Description Carlos Goncalves 2019-06-28 15:49:27 UTC
This bug report is being opened to better track on OSP a bug that has been confirmed upstream in Nova. This bug impacts Octavia use cases.

"When a compute host is unreachable, a port detach for a VM on that host will not complete until the host is reachable again. In some cases, this may for an extended period or even indefinitely (for example, a host is powered down for hardware maintenance, and possibly needs to be removed from the fleet entirely). This is problematic for multiple reasons:

1) The port should not be deleted in this state (it can be, but for reasons outside the scope of this bug, that is not recommended). Thus, the quota cannot be reclaimed by the project.
2) The port cannot be reassigned to another VM. This means that for projects that rely heavily on maintaining a published IP (or possibly even a published port ID), there is no way to proceed. For example, if Octavia wanted to allow failing over from one VM to another in a VM down event (as would happen if the host was powered off) without using AAP, it would be unable to do so, leading to an extended downtime.

Nova will supposedly clean up such resources after the host has been powered up, but that could take hours or possibly never happen. So, there should be a way to force the port to detach regardless of ability to reach the compute host, and simply allow the cleanup to happen on that host in the future (if possible) but immediately release the port for delete or rebinding."

Description copied from https://bugs.launchpad.net/nova/+bug/1827746

Comment 1 Matthew Booth 2019-07-05 15:18:36 UTC
It's not clear that we would be able to backport this to OSP13.

Comment 6 Michael Johnson 2019-07-18 14:57:49 UTC
VM delete via nova gets stuck in "pending-delete", port detach also gets stuck and does not complete until the instance is up.

If I remember right port delete will also not complete, but this also is a problem as the IP would then be released and potentially allocated to a different port in the project, thus losing the VIP fixed IP.

Comment 9 stchen 2020-11-04 19:52:07 UTC
Closing EOL, OSP 16.0 has been retired as of Oct 27, 2020

Comment 10 Carlos Goncalves 2020-11-05 16:53:52 UTC
Reopening BZ. This bug impacts other OSP supported versions (13, 16.1) as well as future releases (16.2, 17).

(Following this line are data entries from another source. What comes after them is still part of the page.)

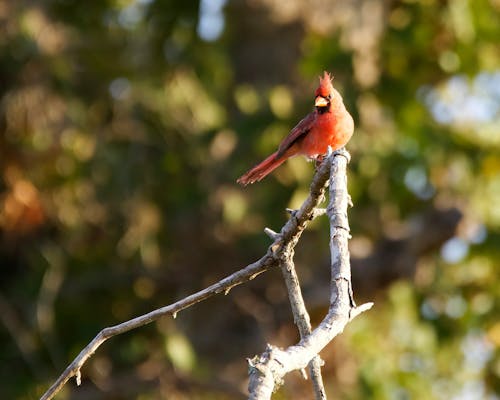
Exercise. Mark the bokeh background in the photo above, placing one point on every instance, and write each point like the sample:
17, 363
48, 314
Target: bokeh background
125, 124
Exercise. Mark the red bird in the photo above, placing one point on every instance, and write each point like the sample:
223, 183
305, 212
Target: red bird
330, 124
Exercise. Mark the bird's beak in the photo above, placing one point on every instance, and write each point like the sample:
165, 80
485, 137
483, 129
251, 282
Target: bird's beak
320, 101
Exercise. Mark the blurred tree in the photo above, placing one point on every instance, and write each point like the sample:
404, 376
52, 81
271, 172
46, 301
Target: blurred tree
124, 125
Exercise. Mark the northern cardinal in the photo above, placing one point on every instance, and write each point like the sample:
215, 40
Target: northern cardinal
330, 124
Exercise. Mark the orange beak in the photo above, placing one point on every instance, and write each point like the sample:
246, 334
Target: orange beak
320, 101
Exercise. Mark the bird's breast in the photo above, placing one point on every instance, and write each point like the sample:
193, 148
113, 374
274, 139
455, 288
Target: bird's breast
327, 130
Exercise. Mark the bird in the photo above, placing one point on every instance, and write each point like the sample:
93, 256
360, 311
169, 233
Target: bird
329, 125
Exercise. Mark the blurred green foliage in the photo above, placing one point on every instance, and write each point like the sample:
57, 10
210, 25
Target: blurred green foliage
124, 127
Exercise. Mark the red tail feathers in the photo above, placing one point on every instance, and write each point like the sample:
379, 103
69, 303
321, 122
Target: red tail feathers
262, 170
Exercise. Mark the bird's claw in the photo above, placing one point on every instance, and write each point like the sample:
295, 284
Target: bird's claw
343, 152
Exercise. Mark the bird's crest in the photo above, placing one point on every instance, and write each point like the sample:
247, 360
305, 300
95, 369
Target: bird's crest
325, 85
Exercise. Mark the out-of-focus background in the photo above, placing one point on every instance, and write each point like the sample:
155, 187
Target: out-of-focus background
124, 127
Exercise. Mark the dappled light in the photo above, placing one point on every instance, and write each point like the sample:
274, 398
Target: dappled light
125, 125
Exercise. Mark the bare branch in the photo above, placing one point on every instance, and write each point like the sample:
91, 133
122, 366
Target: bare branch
268, 369
288, 235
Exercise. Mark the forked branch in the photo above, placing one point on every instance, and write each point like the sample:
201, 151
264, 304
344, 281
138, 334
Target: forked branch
268, 369
288, 235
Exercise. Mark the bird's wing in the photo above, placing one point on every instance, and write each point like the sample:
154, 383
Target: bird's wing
297, 133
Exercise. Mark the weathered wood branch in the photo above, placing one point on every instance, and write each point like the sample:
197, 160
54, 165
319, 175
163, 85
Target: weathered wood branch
268, 369
289, 235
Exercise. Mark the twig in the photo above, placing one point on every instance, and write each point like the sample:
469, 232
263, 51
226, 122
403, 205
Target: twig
303, 322
290, 233
268, 369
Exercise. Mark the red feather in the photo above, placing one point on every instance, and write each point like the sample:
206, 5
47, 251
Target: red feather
329, 124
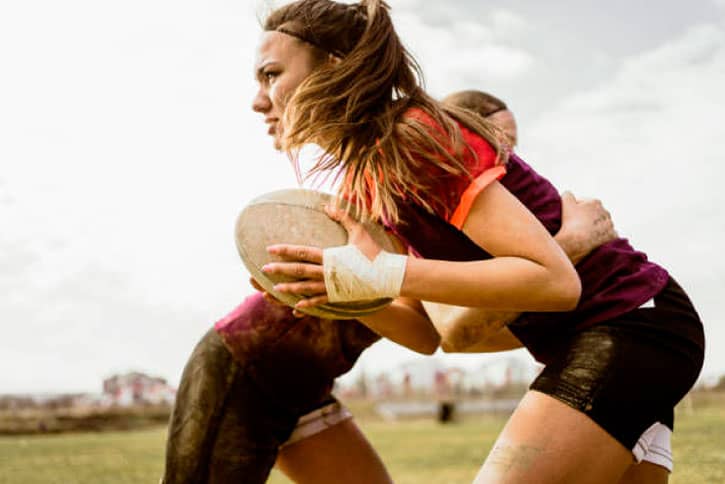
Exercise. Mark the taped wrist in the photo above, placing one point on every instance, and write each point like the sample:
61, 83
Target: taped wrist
350, 276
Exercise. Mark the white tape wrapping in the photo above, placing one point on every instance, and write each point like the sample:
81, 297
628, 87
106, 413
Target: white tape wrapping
350, 276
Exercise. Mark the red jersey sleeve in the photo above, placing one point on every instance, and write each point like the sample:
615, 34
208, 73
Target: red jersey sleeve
480, 161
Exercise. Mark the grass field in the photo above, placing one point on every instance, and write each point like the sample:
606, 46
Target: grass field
419, 451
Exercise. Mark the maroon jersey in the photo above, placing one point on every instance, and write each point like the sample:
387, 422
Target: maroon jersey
615, 277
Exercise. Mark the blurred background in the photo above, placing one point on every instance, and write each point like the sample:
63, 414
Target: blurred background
128, 147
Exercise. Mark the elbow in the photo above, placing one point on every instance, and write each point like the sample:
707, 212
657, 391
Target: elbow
569, 293
431, 345
450, 340
450, 347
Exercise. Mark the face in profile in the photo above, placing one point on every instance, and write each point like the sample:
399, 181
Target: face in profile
282, 63
505, 121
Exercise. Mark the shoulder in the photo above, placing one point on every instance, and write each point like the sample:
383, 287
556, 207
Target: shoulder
477, 153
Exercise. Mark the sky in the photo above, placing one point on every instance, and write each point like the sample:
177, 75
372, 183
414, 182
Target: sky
128, 147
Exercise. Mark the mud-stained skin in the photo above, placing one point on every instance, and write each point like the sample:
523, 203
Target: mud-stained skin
246, 384
513, 458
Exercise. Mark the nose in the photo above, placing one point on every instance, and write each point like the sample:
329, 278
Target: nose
261, 102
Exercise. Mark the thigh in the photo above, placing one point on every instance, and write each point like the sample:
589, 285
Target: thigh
340, 453
548, 441
248, 436
645, 473
205, 385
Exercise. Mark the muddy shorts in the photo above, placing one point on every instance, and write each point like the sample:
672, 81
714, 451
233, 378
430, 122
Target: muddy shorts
628, 374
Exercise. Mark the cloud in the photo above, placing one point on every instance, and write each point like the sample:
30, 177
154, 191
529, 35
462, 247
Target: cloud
456, 52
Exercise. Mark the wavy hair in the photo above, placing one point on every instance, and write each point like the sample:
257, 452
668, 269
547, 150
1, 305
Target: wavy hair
357, 109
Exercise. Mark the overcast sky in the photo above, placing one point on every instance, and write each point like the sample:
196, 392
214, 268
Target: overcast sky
127, 148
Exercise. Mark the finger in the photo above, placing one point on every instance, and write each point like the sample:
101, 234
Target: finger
311, 302
301, 288
256, 285
271, 299
303, 253
296, 270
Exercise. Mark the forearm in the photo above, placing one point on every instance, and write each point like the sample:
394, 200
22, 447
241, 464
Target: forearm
501, 340
502, 283
405, 325
575, 249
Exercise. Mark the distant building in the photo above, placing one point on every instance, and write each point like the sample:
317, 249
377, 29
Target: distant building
136, 388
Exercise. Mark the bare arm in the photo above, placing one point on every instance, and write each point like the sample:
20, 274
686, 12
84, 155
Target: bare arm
526, 257
586, 225
529, 271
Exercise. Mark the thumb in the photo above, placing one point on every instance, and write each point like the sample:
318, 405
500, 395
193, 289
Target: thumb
567, 196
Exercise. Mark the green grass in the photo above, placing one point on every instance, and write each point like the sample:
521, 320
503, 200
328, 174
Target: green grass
419, 451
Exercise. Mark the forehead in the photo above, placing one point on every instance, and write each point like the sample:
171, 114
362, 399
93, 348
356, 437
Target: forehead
277, 47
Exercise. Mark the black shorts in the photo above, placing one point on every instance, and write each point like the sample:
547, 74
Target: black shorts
630, 372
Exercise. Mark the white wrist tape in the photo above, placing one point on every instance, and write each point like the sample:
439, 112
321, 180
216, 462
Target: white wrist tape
350, 276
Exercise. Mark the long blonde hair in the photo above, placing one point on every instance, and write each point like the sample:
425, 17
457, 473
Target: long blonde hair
357, 109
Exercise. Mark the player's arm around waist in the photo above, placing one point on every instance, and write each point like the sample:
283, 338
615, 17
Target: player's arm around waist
529, 271
405, 322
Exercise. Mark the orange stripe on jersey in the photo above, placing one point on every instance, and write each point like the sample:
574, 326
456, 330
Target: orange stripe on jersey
474, 189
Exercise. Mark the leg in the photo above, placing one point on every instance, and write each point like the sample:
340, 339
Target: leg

Comment 19 Artom Lifshitz 2023-05-30 18:00:09 UTC
With the deadline for patches for the last maintenance release for 16.2 fast approaching (August 9th), it is not realistic to start, fix, and backport this BZ in time. Closing as WONTFIX to set realistic expectations. There is still a possibility that this will get fixed upstream (https://bugs.launchpad.net/nova/+bug/1827746), and the fix would make its way into our product at some point in the future.